The Association of Corporate Counsel surveyed over 1300 in-house counsel in 41 countries about their top work concerns. The GCs’ priority concern was complying with governmental regulations and cross-border requirements.
In the survey, one third of General Counsels reported that regulators had targeted their companies within the last two years. The remaining GCs indicated that it was just a matter of time until they were also targeted.
If keeping up with regulations is painful, the price for not doing so is worse. Corporations may lose hundreds of thousands to millions of dollars not only in fines, but also in lost business rising from negative press. Reputational hits and customer lawsuits can be massive.
Cutting the Cost
Legal and compliance teams are tasked with protecting the enterprise against severe losses. However, the price tag of ongoing compliance is already expensive. Corporate data is growing fast, and potentially non-compliant activities may occur all over the enterprise. Many compliance departments can only do so much with current budgets and staffing levels, and noncompliant activities can go unreported for months and years.
Take the recent embezzlement in South Korea, where a European company’s employee allegedly absconded with
$100 million. If this company had implemented a data analytics compliance platform, there is a much higher chance
it could have proactively identified financial irregularities in the South Korean office.
The Analytics Safeguard
The key to improving compliance and cutting costs may reside in new data analytics approaches that augment existing litigation and traditional enterprise risk management tools to better detect and pinpoint signs of risk. Advanced analytic platforms are capable of consolidating massive data from multiple sources, both structured and unstructured, from different vendors and data vaults. It applies up to billions of prior compliance classifications made by human experts, and proactively recognizes non-compliant data (and patterns) as they are happening.

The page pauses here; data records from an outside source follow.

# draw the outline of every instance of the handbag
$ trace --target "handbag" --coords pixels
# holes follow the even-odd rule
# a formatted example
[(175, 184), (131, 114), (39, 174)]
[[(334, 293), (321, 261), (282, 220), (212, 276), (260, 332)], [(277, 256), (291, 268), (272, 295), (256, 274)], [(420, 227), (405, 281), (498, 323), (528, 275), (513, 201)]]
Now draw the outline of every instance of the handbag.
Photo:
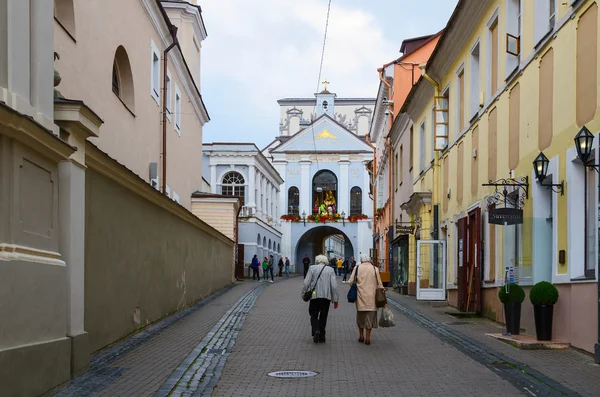
[(355, 267), (354, 273), (354, 282), (350, 286), (350, 290), (348, 291), (348, 302), (354, 303), (358, 299), (358, 286), (356, 285), (356, 280), (358, 279), (358, 266)]
[(319, 276), (317, 277), (317, 281), (315, 281), (315, 286), (312, 287), (311, 289), (309, 289), (308, 291), (306, 291), (304, 293), (304, 295), (302, 295), (302, 300), (304, 302), (308, 302), (310, 300), (310, 298), (312, 298), (312, 294), (313, 294), (313, 292), (315, 292), (315, 288), (317, 288), (317, 283), (319, 282), (319, 278), (321, 278), (321, 273), (323, 273), (323, 270), (325, 270), (325, 265), (323, 265), (323, 268), (319, 272)]
[(394, 321), (394, 313), (388, 305), (385, 305), (383, 309), (381, 309), (381, 317), (379, 317), (379, 326), (382, 328), (389, 328), (396, 325)]
[[(375, 266), (373, 266), (373, 271), (375, 272), (375, 278), (377, 278)], [(387, 304), (387, 296), (385, 296), (385, 291), (385, 288), (379, 287), (375, 290), (375, 307), (382, 308)]]

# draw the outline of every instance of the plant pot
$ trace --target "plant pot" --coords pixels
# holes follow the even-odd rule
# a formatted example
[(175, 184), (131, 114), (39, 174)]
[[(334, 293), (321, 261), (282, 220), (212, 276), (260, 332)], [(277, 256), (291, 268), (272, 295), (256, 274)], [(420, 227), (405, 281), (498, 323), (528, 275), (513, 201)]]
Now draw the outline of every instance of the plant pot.
[(552, 340), (554, 305), (534, 305), (535, 334), (538, 340)]
[(506, 321), (506, 332), (511, 335), (519, 335), (521, 330), (521, 303), (504, 304), (504, 321)]

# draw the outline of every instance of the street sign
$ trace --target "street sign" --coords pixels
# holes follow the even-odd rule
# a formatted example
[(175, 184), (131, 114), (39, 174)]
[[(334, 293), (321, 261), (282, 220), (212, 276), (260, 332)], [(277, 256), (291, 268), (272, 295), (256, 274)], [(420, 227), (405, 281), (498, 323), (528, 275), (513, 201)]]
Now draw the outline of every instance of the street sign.
[(492, 225), (520, 225), (523, 223), (523, 210), (518, 208), (492, 208), (488, 222)]

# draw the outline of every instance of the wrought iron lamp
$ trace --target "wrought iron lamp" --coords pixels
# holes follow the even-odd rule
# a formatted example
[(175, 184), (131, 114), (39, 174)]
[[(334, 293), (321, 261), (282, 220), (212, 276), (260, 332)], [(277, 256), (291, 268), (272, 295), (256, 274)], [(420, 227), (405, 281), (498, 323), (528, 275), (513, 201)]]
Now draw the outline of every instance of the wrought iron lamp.
[(577, 135), (575, 135), (575, 148), (577, 149), (577, 157), (586, 164), (592, 155), (592, 144), (594, 143), (594, 135), (584, 125), (581, 127)]
[(340, 215), (342, 215), (342, 223), (344, 224), (344, 226), (346, 226), (346, 212), (342, 211)]
[(302, 220), (304, 221), (304, 227), (306, 227), (306, 211), (302, 211)]
[(535, 172), (535, 178), (538, 180), (541, 186), (552, 189), (552, 191), (555, 193), (564, 195), (564, 181), (561, 183), (544, 183), (544, 179), (546, 179), (546, 176), (548, 175), (549, 165), (550, 160), (548, 160), (548, 157), (546, 157), (543, 152), (540, 152), (535, 160), (533, 160), (533, 172)]

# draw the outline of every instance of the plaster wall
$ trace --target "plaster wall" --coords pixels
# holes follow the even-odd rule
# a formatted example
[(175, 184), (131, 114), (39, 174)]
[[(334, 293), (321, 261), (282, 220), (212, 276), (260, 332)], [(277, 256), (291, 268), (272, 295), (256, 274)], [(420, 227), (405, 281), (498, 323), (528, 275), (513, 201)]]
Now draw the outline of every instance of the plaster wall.
[[(72, 38), (54, 23), (55, 51), (60, 55), (55, 68), (62, 77), (57, 88), (66, 98), (83, 100), (104, 120), (100, 136), (90, 141), (149, 182), (149, 164), (159, 164), (159, 170), (162, 164), (161, 101), (151, 95), (152, 42), (160, 56), (165, 45), (141, 1), (77, 2), (75, 26)], [(125, 48), (131, 65), (133, 108), (112, 91), (112, 67), (119, 46)], [(203, 122), (184, 89), (180, 72), (185, 71), (175, 67), (172, 55), (168, 66), (171, 99), (175, 100), (177, 87), (182, 95), (181, 134), (175, 130), (172, 116), (167, 120), (167, 185), (179, 195), (181, 204), (191, 209), (191, 193), (202, 187)], [(162, 85), (162, 73), (160, 81)], [(170, 108), (174, 109), (174, 102)]]
[(157, 200), (161, 205), (86, 171), (90, 353), (231, 283), (233, 242), (167, 211), (163, 206), (176, 205), (167, 198)]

Data analytics offers tremendous opportunity to pinpoint risk while avoiding compliance overspend: once a lesson
is learned, the algorithms never forget. Currently, the difficulty in re-using past analysis and decisions across legal
and compliance matters leads to inefficient processes, significant replication of work, inconsistent analysis, and wasted money and time. Highly specialized analysts also limit the ability to identify patterns of non-compliance across the organization. Finally, these traditional approaches are reactive in nature – based on past events (like when it’s too late, and litigation has already hit). If current staff do not know about suspicious communications or what they’re looking for to detect signs of non-compliance, then they will not know to run an analysis–and the risk continues to lurk.
Here’s the bottom line: the platform’s machine learning, automation, scalability, and high performance yield up to
60% cost savings over traditional compliance review methods.
For Example, Keeping up with the SEC
In 2016, the SEC took on 868 cases, 63 more cases than in 2015 and over 100 more than in 2014. Its investigations yielded orders and judgments in the amount of $4 billion.
A large part of the SEC’s new track record? Data analytics to locate suspicious transactions and identify patterns from collected data.
If the erring organizations had been using data analytics, they very well might have detected the patterns themselves. Armed with this knowledge they could have remediated the problem before the SEC got involved.
Keeping up with the myriad regulations has always been a hard job, and it’s getting harder thanks to massive data growth and tightening regulations. Corporations can change the game in their favor by using data analytics to proactively analyze and remediate non-compliance. And they can do it at significant savings over manual
procedures — not to mention potentially saving millions of dollars over the lifetime of the solution.